Bears and Your Dog

The arrival of Spring is a great time for dog owners – the days start to get longer and hiking season begins.  With the start of hiking season also comes the start of bear season.  If you enjoy hitting the trails with your dog you need to learn to be “bear aware.”  The following post covers encounters with black bears.

According to metrovancouver.org, black bears are typically active between mid-March and November and are primarily driven by food.  When a bear has exhausted a food source in a particular area they will move on to another area – so just because you haven’t seen a bear on a particular hiking trail does not mean that they won’t find their way there.  If you are hiking in bear country be aware of what bear food sources may be in the area – berries and salmon are favourites.

Bear attacks involving a dog are relatively rare, however in those that do happen the majority are in situations where the dog is off-leash.  If you are hiking with your dog in bear country consider keeping your dog on a leash.

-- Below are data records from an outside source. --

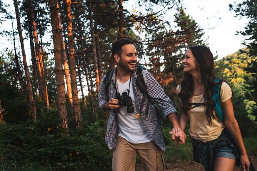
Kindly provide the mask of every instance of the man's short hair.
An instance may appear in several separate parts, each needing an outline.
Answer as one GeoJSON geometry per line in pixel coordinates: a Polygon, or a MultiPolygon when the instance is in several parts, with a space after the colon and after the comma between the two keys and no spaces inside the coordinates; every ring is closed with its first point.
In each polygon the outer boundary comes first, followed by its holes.
{"type": "Polygon", "coordinates": [[[133,42],[128,38],[121,38],[114,42],[112,46],[112,56],[113,58],[114,58],[115,54],[120,56],[121,55],[121,47],[124,45],[130,44],[133,44],[133,42]]]}

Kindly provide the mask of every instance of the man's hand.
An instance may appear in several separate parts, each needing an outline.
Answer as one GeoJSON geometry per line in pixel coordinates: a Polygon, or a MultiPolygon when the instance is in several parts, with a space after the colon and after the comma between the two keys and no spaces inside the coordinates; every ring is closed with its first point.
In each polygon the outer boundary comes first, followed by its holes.
{"type": "Polygon", "coordinates": [[[171,139],[172,140],[176,141],[179,144],[185,144],[187,136],[181,128],[174,128],[169,132],[169,133],[172,135],[171,139]]]}
{"type": "Polygon", "coordinates": [[[250,168],[250,161],[248,159],[247,155],[241,155],[240,157],[241,167],[243,171],[249,171],[250,168]]]}
{"type": "Polygon", "coordinates": [[[120,107],[118,103],[118,100],[114,98],[111,98],[109,101],[105,102],[103,105],[103,108],[106,110],[112,110],[115,108],[120,107]]]}

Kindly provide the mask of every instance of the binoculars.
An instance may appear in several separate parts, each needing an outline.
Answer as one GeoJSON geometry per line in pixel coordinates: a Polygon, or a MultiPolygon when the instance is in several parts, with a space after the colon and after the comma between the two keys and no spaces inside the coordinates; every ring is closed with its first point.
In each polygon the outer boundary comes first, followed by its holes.
{"type": "MultiPolygon", "coordinates": [[[[122,96],[120,96],[120,93],[116,93],[115,94],[115,99],[118,100],[118,104],[120,106],[126,106],[127,112],[128,113],[133,113],[134,107],[132,106],[132,100],[131,97],[128,95],[126,92],[122,93],[122,96]]],[[[118,113],[119,112],[119,108],[115,108],[113,109],[114,113],[118,113]]]]}

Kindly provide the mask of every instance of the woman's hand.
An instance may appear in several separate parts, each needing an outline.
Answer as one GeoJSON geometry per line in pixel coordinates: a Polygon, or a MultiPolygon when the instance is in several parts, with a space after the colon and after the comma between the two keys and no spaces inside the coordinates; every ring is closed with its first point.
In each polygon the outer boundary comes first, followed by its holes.
{"type": "Polygon", "coordinates": [[[249,171],[250,168],[250,161],[246,154],[242,154],[240,156],[241,167],[243,171],[249,171]]]}
{"type": "Polygon", "coordinates": [[[177,141],[179,144],[185,144],[187,136],[182,129],[173,128],[169,132],[169,134],[172,135],[171,139],[172,140],[177,141]]]}

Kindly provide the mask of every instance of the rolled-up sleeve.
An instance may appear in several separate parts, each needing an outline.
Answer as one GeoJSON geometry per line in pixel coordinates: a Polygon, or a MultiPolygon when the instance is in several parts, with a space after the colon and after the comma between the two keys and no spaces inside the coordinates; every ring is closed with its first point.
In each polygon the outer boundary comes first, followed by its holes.
{"type": "Polygon", "coordinates": [[[99,107],[100,107],[100,108],[104,111],[106,111],[106,110],[105,110],[103,108],[103,105],[104,103],[105,103],[108,101],[107,97],[106,97],[106,94],[105,93],[104,83],[103,82],[103,80],[104,79],[104,78],[105,78],[105,76],[106,75],[105,75],[103,77],[103,78],[102,79],[102,81],[101,81],[101,84],[100,84],[100,89],[99,89],[98,92],[98,98],[99,107]]]}
{"type": "Polygon", "coordinates": [[[169,114],[177,113],[173,103],[167,96],[164,89],[149,72],[144,71],[144,79],[147,87],[147,92],[154,103],[158,106],[166,118],[169,114]]]}

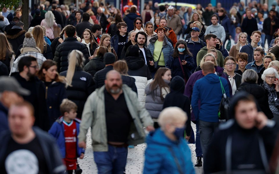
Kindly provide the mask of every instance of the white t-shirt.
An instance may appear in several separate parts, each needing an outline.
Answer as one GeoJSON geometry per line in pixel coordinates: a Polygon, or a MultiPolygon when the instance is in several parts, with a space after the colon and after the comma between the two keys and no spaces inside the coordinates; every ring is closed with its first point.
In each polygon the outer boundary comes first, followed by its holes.
{"type": "Polygon", "coordinates": [[[143,56],[144,57],[144,60],[145,61],[145,64],[147,64],[147,62],[146,61],[146,57],[145,57],[145,52],[144,51],[144,49],[143,48],[140,48],[140,49],[142,50],[142,53],[143,53],[143,56]]]}

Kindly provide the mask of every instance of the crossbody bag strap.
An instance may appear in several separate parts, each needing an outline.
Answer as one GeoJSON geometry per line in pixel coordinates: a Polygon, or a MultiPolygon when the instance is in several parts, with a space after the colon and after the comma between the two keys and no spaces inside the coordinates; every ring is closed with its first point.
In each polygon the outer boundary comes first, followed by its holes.
{"type": "Polygon", "coordinates": [[[171,155],[172,155],[173,157],[174,157],[174,162],[175,162],[175,164],[176,165],[176,166],[177,166],[177,168],[178,169],[178,171],[179,172],[179,173],[180,174],[183,174],[184,173],[183,173],[182,170],[181,168],[180,164],[179,164],[179,161],[177,159],[177,158],[175,156],[175,155],[174,154],[174,151],[170,147],[169,147],[169,150],[171,153],[171,155]]]}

If you do encounter a bear follow these rules to escape the encounter unscathed (adapted from orvis.com).

  • If the bear has not seen you:  leave quietly without attracting attention.  If you run you may encourage the bear to run after you – so quietly turn and walk away.
  • If the bear has spotted you be sure to give them some space.  Keep your dog close to you and go back the way you came – if necessary take a detour to give the bear as much space as possible.
  • If you are at close range and an encounter is unavoidable make yourself as big as possible and make lots of noise to scare the bear away.  Do not make eye contact as the bear may interpret this as you being aggressive.  Back away from the bear making sure that they have an escape route as well.
  • If all else fails make sure you have bear spray AND that you know how to use it.  If the bear attacks – fight back!  Let the bear know that you are not easy prey.

Also pay attention and be aware of times that a bear may not be able to detect that you are coming – such as when you are near a water source or the wind is in your face.  In those situations it is even more important to be loud and make your presence known.


Avy and I do a lot of hiking together in the spring and summer and to date we have not had a negative encounter with a bear.  We did encounter a small black bear while hiking near a salmon bearing creek but the bear detected our presence before we saw him and made his way up a tree for protection.  In that situation we quickly leashed Avy and calmly made our way back up the trail, going out the way that we had come in.  Avy has a bear bell and actually enjoys wearing it – so she will happily run along the trail allowing the bell to jingle out a warning to any bears in the area.

For the most part a bear does not want to encounter you any more than you want to encounter them.  So when you are out hiking with your dog make sure that you make your presence known.  Put a bear bell on your dog, talk loudly (or sing) while walking on the trail and clap your hands to announce your presence.